Il professor Selnes ha tempestivamente criticato Bergens Tidende per il modo in cui il giornale ha trattato Assange. Certo lui scrive che il giornale di Bergen è "molto più onesto" dell'Aftenposten, dal momento che ha sostenuto Assange in posizioni di leadership. Non sono così sicuro.

Una delle cose più devastanti su Julian Assange sono le false accuse secondo cui avrebbe scaricato online migliaia di documenti non oscurati contenenti materiale di intelligence sensibile senza considerare le conseguenze per coloro che sono stati esposti.

È stato lo stesso Harding a stampare la password per i file WikiLeaks nel suo libro, rendendo così disponibile a tutti materiale sensibile e non oscurato.

Il 24 novembre 2014, Bergens Tidende ha intervistato il giornalista e autore del Guardian Luke Harding proprio sulla pubblicazione di documenti inediti. "È stato intelligente da parte sua [Snowden] dare i file a giornali come The Guardian, invece di fare come Assange e mettere tutto online?" voleva saperlo la giornalista Eirin Eikejord.
Harding risponde: “Penso che questo fosse parte del suo genio [di Snowden]. La strategia si adatta anche al suo obiettivo: Snowden non vuole distruggere il mondo dell’intelligence, vuole riformarlo”. Chiaramente, anche se indirettamente, Harding dice che Assange vuole “distruggere il mondo dell’intelligence” e che uno dei metodi era “mettere tutto online”.

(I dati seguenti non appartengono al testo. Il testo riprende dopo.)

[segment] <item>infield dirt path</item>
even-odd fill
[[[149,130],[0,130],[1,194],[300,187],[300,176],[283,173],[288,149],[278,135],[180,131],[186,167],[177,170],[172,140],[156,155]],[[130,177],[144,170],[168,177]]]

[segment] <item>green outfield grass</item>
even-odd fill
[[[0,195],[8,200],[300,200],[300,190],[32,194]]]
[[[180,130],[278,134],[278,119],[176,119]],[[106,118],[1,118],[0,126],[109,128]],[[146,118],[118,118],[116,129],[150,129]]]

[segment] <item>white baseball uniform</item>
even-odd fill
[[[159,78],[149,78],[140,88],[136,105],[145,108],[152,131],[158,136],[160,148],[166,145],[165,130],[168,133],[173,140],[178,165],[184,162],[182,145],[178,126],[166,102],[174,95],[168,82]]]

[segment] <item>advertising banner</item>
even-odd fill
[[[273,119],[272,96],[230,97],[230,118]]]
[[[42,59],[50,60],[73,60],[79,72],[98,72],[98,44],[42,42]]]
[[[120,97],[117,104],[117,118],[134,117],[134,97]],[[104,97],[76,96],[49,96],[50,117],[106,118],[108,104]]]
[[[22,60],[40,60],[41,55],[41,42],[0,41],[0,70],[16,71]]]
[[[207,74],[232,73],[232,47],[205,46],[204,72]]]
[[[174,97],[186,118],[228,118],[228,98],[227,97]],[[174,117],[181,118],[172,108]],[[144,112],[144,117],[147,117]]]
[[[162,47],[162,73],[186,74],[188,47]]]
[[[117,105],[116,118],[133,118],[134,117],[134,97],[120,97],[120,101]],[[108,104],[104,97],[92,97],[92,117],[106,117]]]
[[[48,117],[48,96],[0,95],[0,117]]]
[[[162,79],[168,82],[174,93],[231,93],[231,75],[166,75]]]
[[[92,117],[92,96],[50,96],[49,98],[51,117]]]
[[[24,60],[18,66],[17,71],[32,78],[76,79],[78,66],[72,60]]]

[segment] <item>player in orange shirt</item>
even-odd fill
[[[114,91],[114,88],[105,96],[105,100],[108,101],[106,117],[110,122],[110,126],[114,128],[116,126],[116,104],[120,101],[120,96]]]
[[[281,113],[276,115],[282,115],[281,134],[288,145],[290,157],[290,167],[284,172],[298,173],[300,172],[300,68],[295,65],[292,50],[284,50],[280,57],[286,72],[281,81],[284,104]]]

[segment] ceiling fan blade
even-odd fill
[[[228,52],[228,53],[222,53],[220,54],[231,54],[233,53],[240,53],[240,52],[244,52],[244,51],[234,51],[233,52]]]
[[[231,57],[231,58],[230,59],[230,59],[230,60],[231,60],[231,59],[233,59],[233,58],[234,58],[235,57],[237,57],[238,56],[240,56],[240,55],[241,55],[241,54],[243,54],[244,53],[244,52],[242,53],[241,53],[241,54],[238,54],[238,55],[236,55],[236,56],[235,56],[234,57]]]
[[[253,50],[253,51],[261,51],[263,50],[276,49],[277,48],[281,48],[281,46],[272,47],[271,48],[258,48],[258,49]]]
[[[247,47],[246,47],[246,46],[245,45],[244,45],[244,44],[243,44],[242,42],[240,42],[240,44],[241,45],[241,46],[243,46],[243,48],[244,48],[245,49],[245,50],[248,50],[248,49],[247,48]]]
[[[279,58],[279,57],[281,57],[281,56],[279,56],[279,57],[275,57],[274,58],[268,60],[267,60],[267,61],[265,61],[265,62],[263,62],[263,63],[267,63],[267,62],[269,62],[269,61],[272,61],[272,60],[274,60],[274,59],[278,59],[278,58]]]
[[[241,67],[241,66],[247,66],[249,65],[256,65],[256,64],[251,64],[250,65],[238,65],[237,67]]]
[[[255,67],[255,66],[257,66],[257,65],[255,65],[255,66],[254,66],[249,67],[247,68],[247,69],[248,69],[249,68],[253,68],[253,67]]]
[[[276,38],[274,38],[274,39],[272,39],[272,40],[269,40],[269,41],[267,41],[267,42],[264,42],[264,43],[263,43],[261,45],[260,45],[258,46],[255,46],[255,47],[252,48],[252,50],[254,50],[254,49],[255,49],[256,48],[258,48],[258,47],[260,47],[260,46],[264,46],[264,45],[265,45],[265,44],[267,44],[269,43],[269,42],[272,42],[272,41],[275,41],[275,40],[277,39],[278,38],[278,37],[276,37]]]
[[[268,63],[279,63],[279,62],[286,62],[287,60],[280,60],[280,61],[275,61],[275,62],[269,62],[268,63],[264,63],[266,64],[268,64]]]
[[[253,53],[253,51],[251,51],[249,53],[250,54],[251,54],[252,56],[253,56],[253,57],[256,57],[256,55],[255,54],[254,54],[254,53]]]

Il problema è che, nei preparativi per l'intervista, Eikefjord avrebbe dovuto, come minimo, leggere il libro di Harding su Assange: e poi avrebbe dovuto rendersi conto che è stata la stessa Harding a stampare la password per i file WikiLeaks nel suo libro (vedi di seguito) e rendendo così disponibile a tutti materiale sensibile e inedito. Né Harding dice nulla a Bergens Tidende riguardo al suo ruolo in tutto questo.

Assange ha modificato attentamente

Oggi sappiamo, tra l'altro dalla testimonianza di Daniel Ellsberg, che la pratica di Assange era proprio quella di fare attenzione a modificare prima della pubblicazione, o di lasciare che fossero i giornali, come l'Aftenposten, a fare il montaggio. E che Assange, disperato nel vedere il codice nel libro di Harding, ha inviato un avvertimento all'intelligence americana, che altrimenti non avrebbe risposto all'inchiesta. Alla luce di ciò, l'intervista di Eikejord rivela o una pratica giornalistica inverosimilmente mediocre o una calunnia contro coloro che ne sanno di più.

Eikejord e Bergens Tidende devono almeno saperlo oggi, sette anni dopo. Abbiamo indagato se Bergens Tidende abbia inviato delle scuse ad Assange e ai lettori. Non abbiamo trovato nulla, ma ci riserviamo il diritto che c'è qualcosa che potremmo aver trascurato.

Oggi, chiunque voglia può ancora leggere il codice nel libro di Luke Harding e David Leigh Dentro la guerra alla segretezza di Julian Assange (2013), sono facsimile:

Facsimile dal libro di Harding/Leigh Inside Julian Assange's War on Secrecy. Seguendo il consiglio del giornalista e amico intimo di Assange, John Pilger, abbiamo scelto di redigere il codice, anche se è a disposizione del pubblico da oltre 7 anni.